L’approccio che stiamo utilizzando per la cura e la manutenzione delle opere esistenti è innovativo e mi riempie di orgoglio. Perché è quello che andava fatto già 10, 20, 30 anni fa, seppur con tecnologie diverse, ma che nessuno prima di noi ha fatto. Un approccio, per altro, che segue a una trasparenza sulle concessioni autostradali che mai c’era stata prima. Abbiamo portato a compimento la pubblicazione integrale di tutte le convenzioni di concessioni autostradali attualmente in vigore, senza omissis. Una rivoluzione, se si pensa che queste concessioni sono là da decenni ma finora erano celate dal segreto.

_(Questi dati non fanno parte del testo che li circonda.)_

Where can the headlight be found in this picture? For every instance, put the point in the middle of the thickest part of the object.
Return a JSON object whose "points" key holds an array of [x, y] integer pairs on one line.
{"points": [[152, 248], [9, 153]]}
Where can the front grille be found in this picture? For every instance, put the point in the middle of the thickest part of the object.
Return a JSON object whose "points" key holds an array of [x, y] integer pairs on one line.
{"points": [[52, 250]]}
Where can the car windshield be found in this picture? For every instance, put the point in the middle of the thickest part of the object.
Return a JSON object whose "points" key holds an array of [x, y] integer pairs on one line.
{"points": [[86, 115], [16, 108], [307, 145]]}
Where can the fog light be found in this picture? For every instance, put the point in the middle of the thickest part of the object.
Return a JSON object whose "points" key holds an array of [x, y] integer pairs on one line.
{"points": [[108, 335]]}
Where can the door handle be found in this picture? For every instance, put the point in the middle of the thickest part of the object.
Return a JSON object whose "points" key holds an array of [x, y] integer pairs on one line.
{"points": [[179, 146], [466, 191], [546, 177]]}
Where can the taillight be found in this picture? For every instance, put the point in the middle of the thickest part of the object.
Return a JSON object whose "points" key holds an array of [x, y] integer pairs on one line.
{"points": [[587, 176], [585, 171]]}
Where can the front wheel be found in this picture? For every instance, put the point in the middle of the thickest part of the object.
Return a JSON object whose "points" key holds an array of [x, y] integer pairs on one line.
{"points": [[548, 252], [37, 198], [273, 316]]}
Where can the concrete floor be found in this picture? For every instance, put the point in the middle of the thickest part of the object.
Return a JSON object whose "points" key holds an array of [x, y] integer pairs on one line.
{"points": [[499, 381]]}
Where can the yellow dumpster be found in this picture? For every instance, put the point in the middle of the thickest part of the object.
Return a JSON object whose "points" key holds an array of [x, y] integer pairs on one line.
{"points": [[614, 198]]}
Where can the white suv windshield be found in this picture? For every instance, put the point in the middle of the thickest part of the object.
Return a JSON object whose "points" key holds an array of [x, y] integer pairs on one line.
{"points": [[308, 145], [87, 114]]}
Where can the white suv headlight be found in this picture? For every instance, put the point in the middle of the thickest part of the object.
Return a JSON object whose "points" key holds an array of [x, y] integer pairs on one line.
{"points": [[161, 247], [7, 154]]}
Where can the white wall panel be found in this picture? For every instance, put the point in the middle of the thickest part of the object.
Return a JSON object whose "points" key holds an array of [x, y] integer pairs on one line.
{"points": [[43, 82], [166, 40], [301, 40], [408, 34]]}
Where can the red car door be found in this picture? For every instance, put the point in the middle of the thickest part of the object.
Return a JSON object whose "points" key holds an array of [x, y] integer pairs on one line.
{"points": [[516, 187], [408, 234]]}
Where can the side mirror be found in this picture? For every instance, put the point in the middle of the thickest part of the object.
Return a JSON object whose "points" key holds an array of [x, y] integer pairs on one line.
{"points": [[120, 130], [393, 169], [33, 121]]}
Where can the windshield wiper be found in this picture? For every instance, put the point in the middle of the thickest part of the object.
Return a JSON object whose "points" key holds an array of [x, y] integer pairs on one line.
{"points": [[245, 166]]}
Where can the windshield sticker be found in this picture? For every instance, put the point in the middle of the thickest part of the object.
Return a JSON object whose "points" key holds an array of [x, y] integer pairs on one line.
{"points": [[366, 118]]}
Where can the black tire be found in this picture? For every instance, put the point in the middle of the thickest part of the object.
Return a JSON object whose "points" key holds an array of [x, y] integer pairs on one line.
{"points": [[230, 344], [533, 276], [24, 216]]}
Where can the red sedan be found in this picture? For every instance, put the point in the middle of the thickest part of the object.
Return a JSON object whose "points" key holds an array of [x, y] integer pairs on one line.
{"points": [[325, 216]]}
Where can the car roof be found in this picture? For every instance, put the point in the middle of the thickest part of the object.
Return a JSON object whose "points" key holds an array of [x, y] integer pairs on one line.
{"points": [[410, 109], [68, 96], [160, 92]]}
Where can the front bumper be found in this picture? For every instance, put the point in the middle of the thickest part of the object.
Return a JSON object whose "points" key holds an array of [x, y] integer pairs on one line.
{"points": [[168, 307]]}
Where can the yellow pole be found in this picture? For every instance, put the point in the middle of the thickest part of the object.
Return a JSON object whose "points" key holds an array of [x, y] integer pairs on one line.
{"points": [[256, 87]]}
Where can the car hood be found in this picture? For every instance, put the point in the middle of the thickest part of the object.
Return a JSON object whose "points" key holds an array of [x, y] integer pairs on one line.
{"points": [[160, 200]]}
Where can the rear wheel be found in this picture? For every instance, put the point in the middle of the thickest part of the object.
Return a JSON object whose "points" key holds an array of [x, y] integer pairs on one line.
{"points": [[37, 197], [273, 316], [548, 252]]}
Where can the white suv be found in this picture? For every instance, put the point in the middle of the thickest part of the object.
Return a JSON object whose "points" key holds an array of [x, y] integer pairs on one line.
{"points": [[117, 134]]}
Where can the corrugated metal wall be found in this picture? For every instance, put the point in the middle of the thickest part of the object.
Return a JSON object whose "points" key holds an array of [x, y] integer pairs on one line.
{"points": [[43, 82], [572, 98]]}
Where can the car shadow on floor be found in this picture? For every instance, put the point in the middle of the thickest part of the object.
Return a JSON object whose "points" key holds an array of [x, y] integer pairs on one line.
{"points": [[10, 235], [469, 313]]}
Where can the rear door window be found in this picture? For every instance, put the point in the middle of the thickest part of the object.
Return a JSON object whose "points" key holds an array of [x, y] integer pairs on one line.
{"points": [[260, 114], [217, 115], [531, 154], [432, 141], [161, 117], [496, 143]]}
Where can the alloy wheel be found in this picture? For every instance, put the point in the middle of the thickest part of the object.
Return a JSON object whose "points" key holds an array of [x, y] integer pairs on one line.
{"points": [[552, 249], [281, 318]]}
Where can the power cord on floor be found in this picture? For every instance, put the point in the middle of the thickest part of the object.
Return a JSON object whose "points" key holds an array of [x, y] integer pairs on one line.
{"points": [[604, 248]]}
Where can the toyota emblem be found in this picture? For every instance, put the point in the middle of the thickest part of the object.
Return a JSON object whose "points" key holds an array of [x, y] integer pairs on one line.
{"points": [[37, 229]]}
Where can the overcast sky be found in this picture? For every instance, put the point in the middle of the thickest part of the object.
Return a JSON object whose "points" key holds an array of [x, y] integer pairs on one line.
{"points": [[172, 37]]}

Per quanto riguarda Autostrade, lei sottolinea come nel decreto non ci sia la revoca della concessione. Le ricordo che la decadenza della concessione avviene attraverso una procedura amministrativa che è stata già avviata dal mio Ministero il 16 agosto scorso e che sta andando avanti. La revoca dunque non aveva motivo per essere inserita tra le norme di legge previste dal decreto.

Il nostro è ed è stato, in questi primi mesi al Governo, un approccio che io ritengo pragmatico e senza preconcetti ideologici. Preconcetti che non sussistono nemmeno nei confronti delle Grandi opere, su cui è già in corso da parte della mia struttura tecnica di missione un’analisi costi-benefici che in breve tempo ci darà materiale per decidere se queste opere si faranno o meno. Ovviamente la parola d’ordine sarà comunque quella di non sprecare i soldi dei cittadini, utilizzandoli al meglio per opere che abbiano una reale utilità e, al contempo, un basso impatto ambientale.